The most profound risk is the potential chilling effect on the U.S. innovation system. The Bayh-Dole Act was created to provide certainty and encourage investment in commercialization. If march-in rights become a tool in political disputes, that certainty evaporates.
Universities may become more risk-averse in pursuing commercialization, and industry partners may hesitate to license technology that could be subject to government seizure. The stability of the technology transfer framework, which has been a powerful engine for economic growth, could be undermined.
Conclusion
The Commerce Department's move against Harvard marks a pivotal moment for the Bayh-Dole Act. Regardless of the outcome—a settlement, a full march-in proceeding, or a retreat by the government—the very threat has altered the relationship between federal agencies and the research institutions they fund.
IP professionals should monitor this situation with close attention. It raises fundamental questions about the balance of power between the government and patent holders, the security of IP derived from federal grants, and the insulation of patent law from political pressure.
For now, the innovation community is left to watch and wait as a foundational law of U.S. technology policy is tested in an unprecedented public showdown.

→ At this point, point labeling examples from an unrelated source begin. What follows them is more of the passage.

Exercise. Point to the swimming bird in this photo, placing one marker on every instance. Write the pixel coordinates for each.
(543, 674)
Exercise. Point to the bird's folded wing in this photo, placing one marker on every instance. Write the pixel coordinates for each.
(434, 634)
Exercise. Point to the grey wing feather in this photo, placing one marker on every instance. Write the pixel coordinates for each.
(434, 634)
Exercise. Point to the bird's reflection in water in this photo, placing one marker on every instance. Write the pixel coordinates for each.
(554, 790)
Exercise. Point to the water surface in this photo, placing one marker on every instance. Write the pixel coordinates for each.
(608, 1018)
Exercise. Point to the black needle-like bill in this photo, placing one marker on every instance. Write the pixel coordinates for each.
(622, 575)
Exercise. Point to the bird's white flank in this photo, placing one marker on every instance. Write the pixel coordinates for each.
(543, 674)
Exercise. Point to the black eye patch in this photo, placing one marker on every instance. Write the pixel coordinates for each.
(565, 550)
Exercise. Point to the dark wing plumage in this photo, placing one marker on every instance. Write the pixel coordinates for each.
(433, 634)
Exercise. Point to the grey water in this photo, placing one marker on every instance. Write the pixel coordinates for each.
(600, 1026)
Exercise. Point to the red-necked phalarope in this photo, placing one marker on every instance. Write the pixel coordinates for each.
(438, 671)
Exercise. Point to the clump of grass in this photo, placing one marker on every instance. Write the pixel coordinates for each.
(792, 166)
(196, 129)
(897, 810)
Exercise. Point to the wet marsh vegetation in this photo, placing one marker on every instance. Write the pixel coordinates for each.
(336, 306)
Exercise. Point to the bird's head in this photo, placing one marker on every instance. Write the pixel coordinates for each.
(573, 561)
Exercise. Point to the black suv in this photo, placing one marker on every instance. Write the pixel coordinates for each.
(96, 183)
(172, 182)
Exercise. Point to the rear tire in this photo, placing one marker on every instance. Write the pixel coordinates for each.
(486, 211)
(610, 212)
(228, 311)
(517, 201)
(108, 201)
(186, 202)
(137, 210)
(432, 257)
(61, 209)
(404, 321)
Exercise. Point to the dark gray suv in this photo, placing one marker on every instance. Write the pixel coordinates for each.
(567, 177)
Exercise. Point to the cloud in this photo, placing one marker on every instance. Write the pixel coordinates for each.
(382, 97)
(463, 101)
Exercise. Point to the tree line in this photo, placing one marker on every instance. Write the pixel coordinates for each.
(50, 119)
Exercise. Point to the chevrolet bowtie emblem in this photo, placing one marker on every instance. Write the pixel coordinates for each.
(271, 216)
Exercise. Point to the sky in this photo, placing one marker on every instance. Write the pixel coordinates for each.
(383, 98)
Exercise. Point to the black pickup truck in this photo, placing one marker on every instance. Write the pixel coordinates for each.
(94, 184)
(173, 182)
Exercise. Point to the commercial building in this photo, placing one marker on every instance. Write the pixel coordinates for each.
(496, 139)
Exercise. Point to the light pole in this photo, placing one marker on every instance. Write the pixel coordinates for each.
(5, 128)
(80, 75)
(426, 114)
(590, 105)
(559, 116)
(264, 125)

Disclaimer: This is provided for informational purposes only and does not constitute legal or financial advice. To the extent there are any opinions in this article, they are the author’s alone and do not represent the beliefs of his firm or clients. The strategies expressed are purely speculation based on publicly available information. The information expressed is subject to change at any time and should be checked for completeness, accuracy and current applicability. For advice, consult a suitably licensed attorney and/or patent professional.